I’ve argued that desistance research is conceptually and methodologically questionable, and that from this we can reasonably infer that persistence rates are higher in general and will likely increase as acceptance increases. However, I’d like to end by suggesting that desistance rates aren’t able to make the argument that groups like the Florida Department of Health want them to. As Florence Ashley (2021) has argued, in addition to some of the points I’ve brought up in this article, the fact is that “corrective” and “wait-and-see” models of transgender care are harmful. They impose upon the child the idea that they are aberrant and that things would be better off by persistently denying themselves. They develop the mindset that there is something wrong with expressing themselves, even if it does not harm others. This mindset can have negative repercussions for the rest of their lives. The affirmative care model does not have symmetrical risks; both endogenous and exogenous puberties cause permanent changes, but the affirmative care model teachers kids to know and love themselves, while other models encourage denial at best, self-hatred at worst.
I think kids shouldn’t hate themselves, so the affirmative model is probably the best.
REFERENCES
Ashley, F. (2021). The clinical irrelevance of “desistance” research for transgender and gender creative youth. Psychology of Sexual Orientation and Gender Diversity. Advance online publication. https://doi.org/10.1037/sgd0000504. (https://www.florenceashley.com/uploads/1/2/4/4/124439164/ashley_the_clinical_irrelevance_of_%E2%80%9Cdesistance%E2%80%9D_research_for_transgender_and_gender_creative_youth.pdf)
Castro, C. D., Solerdelcoll, M., Plana, M. T., Halperin, I., Mora, M., Ribera, L., Castelo-Branco, C., Gómez-Gil, E., Vidal, A. “High persistence in Spanish transgender minors: 18 years of experience of the Gender Identity Unit of Catalonia,” Revista de Psiquiatría y Salud Mental, 2022, ISSN 1888-9891, https://doi.org/10.1016/j.rpsm.2022.02.001. (https://www.sciencedirect.com/science/article/pii/S1888989122000283)
Cohen-Kettenis, P. T. Gender identity disorder in DSM? J Am Acad Child Adolesc Psychiatry. 2001 Apr;40(4):391. doi: 10.1097/00004583-200104000-00006. PMID: 11314563.
De Vries, A. L., Steensma, T. D., Doreleijers, T. A., & Cohen‐Kettenis, P. T. (2010). Puberty suppression in adolescents with gender identity disorder: A prospective follow‐up study. The Journal of Sexual Medicine, 8(8), 2276-2283.

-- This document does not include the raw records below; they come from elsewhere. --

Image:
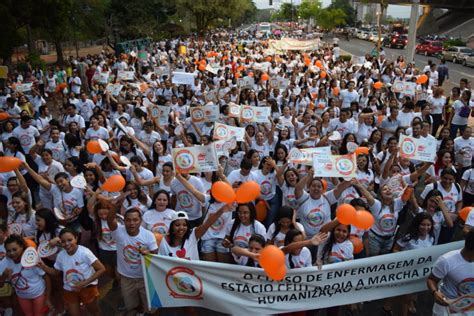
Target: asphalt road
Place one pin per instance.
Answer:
(360, 48)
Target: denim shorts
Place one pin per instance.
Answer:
(213, 245)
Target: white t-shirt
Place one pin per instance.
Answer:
(128, 256)
(450, 198)
(466, 146)
(302, 260)
(158, 222)
(243, 232)
(313, 214)
(279, 239)
(189, 251)
(27, 282)
(76, 267)
(185, 200)
(385, 220)
(456, 274)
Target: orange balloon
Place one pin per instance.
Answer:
(115, 183)
(272, 260)
(8, 164)
(93, 147)
(247, 192)
(223, 192)
(357, 243)
(346, 214)
(464, 212)
(363, 220)
(362, 151)
(261, 208)
(158, 238)
(378, 85)
(29, 242)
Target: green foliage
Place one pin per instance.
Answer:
(454, 42)
(347, 9)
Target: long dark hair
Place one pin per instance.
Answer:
(413, 232)
(290, 236)
(331, 241)
(51, 223)
(236, 224)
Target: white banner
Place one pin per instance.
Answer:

Drummond, K. D., Bradley, S. J., Peterson-Badali, M., & Zucker, K. J. (2008). A follow-up study of girls with gender identity disorder. Developmental psychology, 44(1), 34.
Ristori, J., & Steensma, T. D. (2016). Gender dysphoria in childhood. International Review of Psychiatry, 28(1), 13-20.
Singh, D. (2012). A follow-up study of boys with gender identity disorder (Doctoral dissertation, University of Toronto).
Wallien, M. S., & Cohen-Kettenis, P. T. (2008). Psychosexual outcome of gender-dysphoric children. Journal of the American Academy of Child & Adolescent Psychiatry, 47(12), 1413-1423.
Zucker, K. J. (2018): The myth of persistence: Response to “A critical commentary on follow-up studies and ‘desistance’ theories about transgender and gender nonconforming children” by Temple Newhook et al. (2018), International Journal of Transgenderism, DOI: 10.1080/15532739.2018.1468293
Zucker, K. J., & Bradley, S. J. (1995). Gender identity disorder and psychosexual problems in children and adolescents. Guilford Press.